In a factor analysis, one takes a large high-dimensional dataset and finds a low dimensional set of variables that can explain as much as possible of the total variation in that dataset. A big advantage of factor analysis is that it doesn’t require much theoretical knowledge about the nature of the variables in the data or their relations – factors are mostly determined directly by the data.
Factor analysis has had some big successes in helping us to understand how humans differ. As many people know, intelligence is the main factor explaining variation in cognitive test performance, ideology is the main factor explaining variations in political positions, and personality types explain much of the variation in stable attitudes and temperament. These factors have allowed us to greatly advance our understanding of intelligence, ideology, and personality, even while remaining ignorant of their fundamental causes and natures.
However, people vary in far more ways than intelligence, ideology, and personality, and factor analyses have been applied to many of these other human feature categories. For example, there have been factors analyses of jobs, brands, faces, body shape, gait, accent, diet, clothing, writing style, leisure behavior, friendship networks, sleep habits, physical health, mortality, demography, national cultures, and zip codes.
As my last post on media genre factors showed, factors found in different feature categories are often substantially correlated with one another. This suggests that if we put together a huge super-dataset describing many individual people in as many ways as possible, a factor analysis of this dataset may find important new super-factors that span many of these features domains. Such super-factors would be promising candidates to use in a wide range of social research, and social policy.

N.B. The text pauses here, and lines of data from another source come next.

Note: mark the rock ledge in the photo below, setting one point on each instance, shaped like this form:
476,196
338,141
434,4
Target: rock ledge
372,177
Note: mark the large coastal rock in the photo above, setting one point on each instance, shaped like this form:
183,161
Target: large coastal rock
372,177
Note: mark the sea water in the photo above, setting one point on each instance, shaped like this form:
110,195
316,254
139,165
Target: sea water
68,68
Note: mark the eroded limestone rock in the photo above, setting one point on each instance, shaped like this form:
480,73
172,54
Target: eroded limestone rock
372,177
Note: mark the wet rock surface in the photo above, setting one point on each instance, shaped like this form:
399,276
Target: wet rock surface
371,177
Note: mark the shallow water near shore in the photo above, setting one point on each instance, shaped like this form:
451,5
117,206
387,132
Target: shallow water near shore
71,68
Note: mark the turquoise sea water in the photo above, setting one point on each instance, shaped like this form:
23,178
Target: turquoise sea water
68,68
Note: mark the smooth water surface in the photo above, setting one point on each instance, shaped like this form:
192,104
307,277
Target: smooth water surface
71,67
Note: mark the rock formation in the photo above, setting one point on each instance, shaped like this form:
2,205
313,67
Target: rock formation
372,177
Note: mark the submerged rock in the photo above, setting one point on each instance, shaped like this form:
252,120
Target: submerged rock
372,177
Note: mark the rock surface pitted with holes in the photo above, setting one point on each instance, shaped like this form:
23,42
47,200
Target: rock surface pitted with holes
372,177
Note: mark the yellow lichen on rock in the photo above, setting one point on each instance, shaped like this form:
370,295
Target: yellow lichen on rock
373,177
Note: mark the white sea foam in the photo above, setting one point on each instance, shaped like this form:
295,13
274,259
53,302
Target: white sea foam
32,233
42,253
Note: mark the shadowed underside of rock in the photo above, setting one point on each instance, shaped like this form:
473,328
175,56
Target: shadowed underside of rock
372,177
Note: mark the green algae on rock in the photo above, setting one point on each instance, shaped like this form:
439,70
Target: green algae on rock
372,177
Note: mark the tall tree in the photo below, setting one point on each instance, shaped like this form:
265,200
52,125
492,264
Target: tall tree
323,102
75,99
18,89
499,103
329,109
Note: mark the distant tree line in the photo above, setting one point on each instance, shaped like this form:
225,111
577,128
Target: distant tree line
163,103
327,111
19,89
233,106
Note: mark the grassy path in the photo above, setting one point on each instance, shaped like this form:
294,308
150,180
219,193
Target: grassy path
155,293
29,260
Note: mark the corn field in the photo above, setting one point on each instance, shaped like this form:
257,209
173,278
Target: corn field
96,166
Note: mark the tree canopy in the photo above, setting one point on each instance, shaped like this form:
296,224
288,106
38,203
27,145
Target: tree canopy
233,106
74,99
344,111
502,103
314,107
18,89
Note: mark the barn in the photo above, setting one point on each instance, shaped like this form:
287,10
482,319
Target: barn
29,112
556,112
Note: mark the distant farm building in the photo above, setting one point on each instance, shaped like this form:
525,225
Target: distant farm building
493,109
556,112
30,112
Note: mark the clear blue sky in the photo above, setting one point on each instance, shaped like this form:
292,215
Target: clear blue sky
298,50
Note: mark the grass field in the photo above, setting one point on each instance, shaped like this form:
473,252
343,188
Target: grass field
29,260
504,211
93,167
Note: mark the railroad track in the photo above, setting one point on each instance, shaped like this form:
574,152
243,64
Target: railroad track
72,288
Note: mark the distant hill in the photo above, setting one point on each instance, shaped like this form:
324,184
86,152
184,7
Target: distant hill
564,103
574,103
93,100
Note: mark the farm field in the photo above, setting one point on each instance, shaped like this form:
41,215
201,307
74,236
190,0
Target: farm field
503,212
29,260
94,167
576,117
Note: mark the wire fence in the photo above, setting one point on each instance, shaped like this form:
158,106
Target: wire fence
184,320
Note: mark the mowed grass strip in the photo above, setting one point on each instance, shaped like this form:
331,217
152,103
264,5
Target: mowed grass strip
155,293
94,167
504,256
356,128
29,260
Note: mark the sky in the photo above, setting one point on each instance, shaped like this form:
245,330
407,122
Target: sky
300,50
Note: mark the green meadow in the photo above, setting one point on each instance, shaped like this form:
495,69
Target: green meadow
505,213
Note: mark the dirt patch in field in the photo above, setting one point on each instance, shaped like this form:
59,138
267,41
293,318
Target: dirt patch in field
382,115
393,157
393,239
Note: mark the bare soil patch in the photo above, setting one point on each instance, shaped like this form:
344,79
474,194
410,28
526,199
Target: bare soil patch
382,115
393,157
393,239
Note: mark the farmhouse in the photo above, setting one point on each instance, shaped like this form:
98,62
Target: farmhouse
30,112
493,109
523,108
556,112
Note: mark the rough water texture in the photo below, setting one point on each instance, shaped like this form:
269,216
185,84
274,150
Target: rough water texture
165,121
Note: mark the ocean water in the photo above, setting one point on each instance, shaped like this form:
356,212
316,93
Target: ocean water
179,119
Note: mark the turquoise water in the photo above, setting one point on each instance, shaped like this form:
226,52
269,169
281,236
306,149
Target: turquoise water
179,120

Now it remains logically possible that these super-factors will end up being simple linear combinations of the factors that we have already found in each of these feature categories. Maybe we already know most of what there is to know about how humans vary. But I’d bet strongly and heavily against this. The rate at which we have been learning new things about how humans vary doesn’t remotely suggest we’ve run out of new big things to learn. Yes, merely knowing the super-factors isn’t the same as understanding their origins. But just as we’ve seen with factor analysis in more specific areas, knowing the main factors can be a big help.
So I’d guess that the super-factors found in a super dataset of human details will be revolutionary developments. We will afterward see uncovering them as a seminal milestone in our progress in understanding human variation. A Nobel prize worthy level of seminality. All it will take is lots of tedious work to collect a super dataset, and then do some straightforward number crunching. A quest awaits; who will rise to the challenge?